ヒマラヤ地域に多く存在するデブリ被覆氷河において、氷河表面のデブリ層は断熱効果やアルベド低下による日射吸収量の増加を通じて氷河の消長に大きな影響をもたらすことが知られている。水資源や災害氷河の観点からその氷河の変動傾向を広域に推定することは重要となり、近年ではリモートセンシングによる氷河の質量変動の把握研究が多く行われている。
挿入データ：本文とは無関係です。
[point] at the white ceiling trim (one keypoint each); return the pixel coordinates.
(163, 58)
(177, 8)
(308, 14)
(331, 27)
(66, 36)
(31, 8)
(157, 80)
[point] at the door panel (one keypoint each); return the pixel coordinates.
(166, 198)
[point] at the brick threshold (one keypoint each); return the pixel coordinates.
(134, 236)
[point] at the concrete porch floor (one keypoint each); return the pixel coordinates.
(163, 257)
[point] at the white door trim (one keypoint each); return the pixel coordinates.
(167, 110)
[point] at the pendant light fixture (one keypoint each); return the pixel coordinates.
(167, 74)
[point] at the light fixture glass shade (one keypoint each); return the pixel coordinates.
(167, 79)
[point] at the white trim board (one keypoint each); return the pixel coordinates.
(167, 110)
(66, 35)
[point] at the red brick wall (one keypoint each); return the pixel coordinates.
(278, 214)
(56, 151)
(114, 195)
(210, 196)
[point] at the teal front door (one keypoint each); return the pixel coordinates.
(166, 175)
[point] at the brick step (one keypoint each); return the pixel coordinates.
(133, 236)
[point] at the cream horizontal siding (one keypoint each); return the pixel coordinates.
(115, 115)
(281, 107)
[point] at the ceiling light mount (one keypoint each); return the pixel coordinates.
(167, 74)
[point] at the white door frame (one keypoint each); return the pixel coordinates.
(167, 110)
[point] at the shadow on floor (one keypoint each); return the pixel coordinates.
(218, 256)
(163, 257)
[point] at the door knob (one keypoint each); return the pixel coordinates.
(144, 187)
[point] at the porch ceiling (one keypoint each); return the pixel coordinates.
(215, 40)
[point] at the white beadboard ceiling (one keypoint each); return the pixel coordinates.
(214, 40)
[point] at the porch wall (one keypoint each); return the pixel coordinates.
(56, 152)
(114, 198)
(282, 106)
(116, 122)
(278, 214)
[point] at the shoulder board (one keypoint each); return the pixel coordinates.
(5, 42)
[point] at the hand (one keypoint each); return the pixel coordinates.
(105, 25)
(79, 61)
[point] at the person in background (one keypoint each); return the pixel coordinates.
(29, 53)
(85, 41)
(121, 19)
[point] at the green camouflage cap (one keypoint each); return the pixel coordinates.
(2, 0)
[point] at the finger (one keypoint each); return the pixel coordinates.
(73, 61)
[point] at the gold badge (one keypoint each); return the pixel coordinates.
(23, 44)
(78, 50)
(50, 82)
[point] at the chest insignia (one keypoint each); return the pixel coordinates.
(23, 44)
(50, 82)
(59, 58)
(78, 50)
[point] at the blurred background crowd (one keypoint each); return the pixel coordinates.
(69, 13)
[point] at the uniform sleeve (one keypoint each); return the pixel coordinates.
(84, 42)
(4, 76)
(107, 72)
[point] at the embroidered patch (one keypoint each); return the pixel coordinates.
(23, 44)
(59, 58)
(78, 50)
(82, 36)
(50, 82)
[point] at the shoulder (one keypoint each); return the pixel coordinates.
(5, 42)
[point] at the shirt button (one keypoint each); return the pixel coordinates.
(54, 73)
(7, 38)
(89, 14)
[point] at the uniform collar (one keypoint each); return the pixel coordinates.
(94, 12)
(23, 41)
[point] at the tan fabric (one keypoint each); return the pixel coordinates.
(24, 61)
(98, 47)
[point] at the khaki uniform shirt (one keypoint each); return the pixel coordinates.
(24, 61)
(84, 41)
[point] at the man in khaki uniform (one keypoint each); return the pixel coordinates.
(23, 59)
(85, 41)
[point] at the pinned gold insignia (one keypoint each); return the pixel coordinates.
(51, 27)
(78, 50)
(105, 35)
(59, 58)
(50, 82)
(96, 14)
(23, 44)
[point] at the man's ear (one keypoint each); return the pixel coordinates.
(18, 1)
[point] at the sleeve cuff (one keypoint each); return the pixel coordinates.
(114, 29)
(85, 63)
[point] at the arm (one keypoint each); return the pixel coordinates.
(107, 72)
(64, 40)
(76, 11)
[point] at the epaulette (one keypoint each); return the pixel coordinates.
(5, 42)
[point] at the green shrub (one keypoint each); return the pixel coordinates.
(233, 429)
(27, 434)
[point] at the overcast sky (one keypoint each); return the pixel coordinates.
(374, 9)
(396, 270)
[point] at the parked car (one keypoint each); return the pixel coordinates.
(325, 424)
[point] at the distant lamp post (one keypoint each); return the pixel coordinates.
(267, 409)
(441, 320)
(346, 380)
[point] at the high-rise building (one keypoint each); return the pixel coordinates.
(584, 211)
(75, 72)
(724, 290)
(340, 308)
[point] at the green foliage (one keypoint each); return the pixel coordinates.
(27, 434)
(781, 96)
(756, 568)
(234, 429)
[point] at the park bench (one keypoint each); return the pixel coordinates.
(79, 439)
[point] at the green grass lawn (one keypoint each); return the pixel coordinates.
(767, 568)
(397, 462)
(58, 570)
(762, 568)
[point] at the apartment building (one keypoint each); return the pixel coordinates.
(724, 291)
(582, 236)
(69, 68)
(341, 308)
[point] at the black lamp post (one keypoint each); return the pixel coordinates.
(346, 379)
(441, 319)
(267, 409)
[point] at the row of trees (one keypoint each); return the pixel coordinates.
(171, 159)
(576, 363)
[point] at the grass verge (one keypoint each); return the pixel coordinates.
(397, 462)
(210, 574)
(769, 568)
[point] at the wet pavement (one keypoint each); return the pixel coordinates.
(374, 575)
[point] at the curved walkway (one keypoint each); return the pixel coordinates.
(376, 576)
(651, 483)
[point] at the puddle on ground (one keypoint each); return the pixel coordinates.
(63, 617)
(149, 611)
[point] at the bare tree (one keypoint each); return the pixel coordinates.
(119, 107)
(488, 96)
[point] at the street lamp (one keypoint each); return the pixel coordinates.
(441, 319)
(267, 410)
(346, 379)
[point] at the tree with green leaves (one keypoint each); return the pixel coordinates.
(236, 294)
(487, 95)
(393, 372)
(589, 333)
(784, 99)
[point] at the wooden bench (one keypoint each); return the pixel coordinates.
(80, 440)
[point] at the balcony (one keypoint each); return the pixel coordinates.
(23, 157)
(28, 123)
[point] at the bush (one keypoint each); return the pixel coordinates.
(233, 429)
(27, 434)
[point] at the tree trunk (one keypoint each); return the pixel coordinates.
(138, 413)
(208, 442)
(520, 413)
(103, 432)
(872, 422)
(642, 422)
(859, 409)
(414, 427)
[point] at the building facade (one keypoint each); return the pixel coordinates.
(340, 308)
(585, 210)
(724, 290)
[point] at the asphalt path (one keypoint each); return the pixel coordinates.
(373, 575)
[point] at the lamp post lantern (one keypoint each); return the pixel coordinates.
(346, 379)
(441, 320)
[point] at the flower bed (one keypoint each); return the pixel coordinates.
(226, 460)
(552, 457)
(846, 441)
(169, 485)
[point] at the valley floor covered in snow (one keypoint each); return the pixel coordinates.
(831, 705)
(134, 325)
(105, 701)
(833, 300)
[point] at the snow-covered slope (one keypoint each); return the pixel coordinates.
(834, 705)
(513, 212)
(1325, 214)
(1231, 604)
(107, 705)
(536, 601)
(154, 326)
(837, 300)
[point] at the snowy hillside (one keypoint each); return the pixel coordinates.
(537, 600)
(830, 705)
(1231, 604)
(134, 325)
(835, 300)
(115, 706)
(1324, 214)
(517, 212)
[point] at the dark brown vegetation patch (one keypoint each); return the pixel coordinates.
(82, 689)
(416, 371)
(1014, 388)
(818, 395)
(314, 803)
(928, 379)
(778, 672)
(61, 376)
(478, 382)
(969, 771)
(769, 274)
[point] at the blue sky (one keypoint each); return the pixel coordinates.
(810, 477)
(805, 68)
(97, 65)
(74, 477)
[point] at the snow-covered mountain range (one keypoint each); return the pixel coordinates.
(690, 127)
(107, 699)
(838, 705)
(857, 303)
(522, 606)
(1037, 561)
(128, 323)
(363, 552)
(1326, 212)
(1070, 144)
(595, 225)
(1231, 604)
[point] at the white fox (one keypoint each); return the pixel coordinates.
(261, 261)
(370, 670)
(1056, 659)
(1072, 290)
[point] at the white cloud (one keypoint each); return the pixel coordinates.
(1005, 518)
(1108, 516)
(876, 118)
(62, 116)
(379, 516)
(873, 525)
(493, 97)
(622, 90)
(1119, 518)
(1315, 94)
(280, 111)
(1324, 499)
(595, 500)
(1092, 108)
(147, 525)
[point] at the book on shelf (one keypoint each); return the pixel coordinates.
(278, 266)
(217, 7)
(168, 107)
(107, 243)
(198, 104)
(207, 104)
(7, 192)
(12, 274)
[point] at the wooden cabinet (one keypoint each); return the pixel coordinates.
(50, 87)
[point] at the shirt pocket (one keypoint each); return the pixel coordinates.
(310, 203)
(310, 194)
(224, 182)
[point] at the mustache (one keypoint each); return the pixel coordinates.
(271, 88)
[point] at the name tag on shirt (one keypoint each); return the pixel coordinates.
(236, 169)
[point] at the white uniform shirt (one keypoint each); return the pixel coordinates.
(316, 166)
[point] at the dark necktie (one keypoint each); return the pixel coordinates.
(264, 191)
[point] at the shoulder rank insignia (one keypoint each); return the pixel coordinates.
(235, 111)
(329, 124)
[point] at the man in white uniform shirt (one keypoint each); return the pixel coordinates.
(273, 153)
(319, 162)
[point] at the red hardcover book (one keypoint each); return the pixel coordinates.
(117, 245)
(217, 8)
本研究では氷河表面のデブリ層の表面温度の時間変化に着目し、熱特性からデブリ層厚を推定することで間接的にデブリ層厚の空間分布を求め、氷河変動評価の高精度化をはかることを目的とする。表面温度は2023年秋に実施したフィールド観測における熱赤外カメラによる定点観測データ、そしてLandsat 8 Level 2プロダクト(表面温度)の2種類を用いた。

得られた表面温度画像のグリッドごとの時系列変化パターンについて教師なし分類を行った結果、リモートセンシングによる地表面温度の時系列変化パターン分類からは流域のデブリ氷河において、デブリ層の厚い下流域、から薄い中流域にかけて明瞭に区分することができ、デブリ層厚と温度の時系列変化パターンに明瞭な関係が見られることがわかった。また、一般的に光学衛星画像からは識別の困難なデブリ被覆域と氷河外の境界も明瞭に区分ができていた。また、フィールドにおける地表面温度の時系列変化からはデブリ層の厚い地点と薄い地点にて地表面温度の変化パターンに明瞭な変化が見られた。発表ではそれらの地表面変化パターンとデブリ層厚に関しての検討結果に関しても報告する。